A "zombie" producer is an old instance that is still running after being replaced (e.g., after a restart or failover). Without fencing, the zombie could commit a transaction that conflicts with the new producer. Kafka uses the epoch mechanism to fence zombies.
- Each transactional.id has an associated epoch stored in the transaction coordinator.
- When a new producer calls initTransactions() with the same transactional.id, the epoch is incremented.
- Any message from the old producer (with the old epoch) is rejected with ProducerFencedException.
- The zombie's pending transaction is aborted by the coordinator.
// On ProducerFencedException — do NOT call abortTransaction(), just close and exit
try {
producer.send(...);
producer.commitTransaction();
} catch (ProducerFencedException e) {
log.error("This producer instance was fenced — a newer instance took over", e);
producer.close(); // Close immediately — do not abort, do not retry
System.exit(1); // Let the orchestrator restart this pod
}
Kafka Streams provides exactly-once processing with a single config flag.

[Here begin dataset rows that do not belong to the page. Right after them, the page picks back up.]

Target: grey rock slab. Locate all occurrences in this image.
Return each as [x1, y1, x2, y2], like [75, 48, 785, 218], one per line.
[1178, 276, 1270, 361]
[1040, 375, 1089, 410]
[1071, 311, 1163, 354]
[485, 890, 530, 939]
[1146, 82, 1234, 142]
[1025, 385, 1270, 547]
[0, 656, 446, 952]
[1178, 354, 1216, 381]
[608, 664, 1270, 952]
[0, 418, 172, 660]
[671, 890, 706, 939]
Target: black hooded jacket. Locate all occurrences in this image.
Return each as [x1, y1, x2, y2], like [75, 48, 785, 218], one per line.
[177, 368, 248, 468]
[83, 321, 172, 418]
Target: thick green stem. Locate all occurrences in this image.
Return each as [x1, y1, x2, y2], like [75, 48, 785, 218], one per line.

Internally it uses transactions to atomically commit output records and consumer offsets per processing batch.
@Bean(name = KafkaStreamsDefaultConfiguration.DEFAULT_STREAMS_CONFIG_BEAN_NAME)
public KafkaStreamsConfiguration streamsConfig() {
Map<String, Object> props = new HashMap<>();
props.put(StreamsConfig.APPLICATION_ID_CONFIG, "order-processor");
props.put(StreamsConfig.BOOTSTRAP_SERVERS_CONFIG, "kafka:9092");
// EOS v2 — recommended for Kafka 2.6+
// Uses one transactional producer per task (more efficient than v1's per-thread model)
props.put(StreamsConfig.PROCESSING_GUARANTEE_CONFIG, StreamsConfig.EXACTLY_ONCE_V2);
// Commit interval — how often to flush transactions (default 100ms for EOS)
props.put(StreamsConfig.COMMIT_INTERVAL_MS_CONFIG, 100);
return new KafkaStreamsConfiguration(props);
}
| EOS Version | Config Value | Kafka Version | Notes |
| EOS v1 (alpha) | exactly_once | Kafka 0.11+ | One producer per thread — deprecated |
| EOS v2 (beta) | exactly_once_beta | Kafka 2.5 | One producer per task — more efficient |
| EOS v2 (stable) | exactly_once_v2 | Kafka 2.6+ | Recommended — use this |
Spring Kafka wraps the transactional producer lifecycle with KafkaTransactionManager and @Transactional.
# application.yml
spring:
kafka:
producer:
transaction-id-prefix: "tx-payment-" # enables transactions; suffix is appended per producer
acks: all
properties:
enable.idempotence: true
// Spring auto-configures KafkaTransactionManager when transaction-id-prefix is set
@Service
public class PaymentService {
private final KafkaTemplate<String, String> kafka;
// @Transactional wraps all kafka.send() calls in a single Kafka transaction
@Transactional("kafkaTransactionManager")
public void processPayment(Payment payment) {
kafka.send("payment.processed", payment.getId(), toJson(payment));
kafka.send("account.debited", payment.getAccountId(), toJson(debit(payment)));
// If an exception is thrown here, both sends are aborted atomically
}
}
// Combining a Kafka transaction with a DB transaction — requires ChainedTransactionManager
// or handling rollback manually (Kafka and DB transactions cannot be made truly atomic)
@Transactional // DB transaction
public void processPaymentWithDb(Payment payment) {
paymentRepo.save(payment); // DB write
kafkaTemplate.executeInTransaction(producer -> {
producer.send("payment.processed", payment.getId(), toJson(payment));
return null;
});
// Note: if Kafka commit succeeds but DB commit fails, they are out of sync
// Use the Outbox Pattern instead for true atomicity across DB + Kafka
}
- Use EOS when duplicate processing causes real harm — financial transactions, inventory deductions, billing events.
- Avoid EOS for analytics pipelines where duplicates can be deduplicated downstream cheaply (e.g., COUNT DISTINCT in a data warehouse).
- Latency cost: EOS adds ~2× end-to-end latency due to the two-phase commit protocol between producer, transaction coordinator, and partition leaders.
- Throughput cost: 20–30% throughput reduction compared to at-least-once with the same hardware.
- Alternative: At-least-once + idempotent consumers is often simpler and nearly as safe. Use enable.idempotence=true on the producer and handle deduplication in the consumer using a processed-event table or natural keys.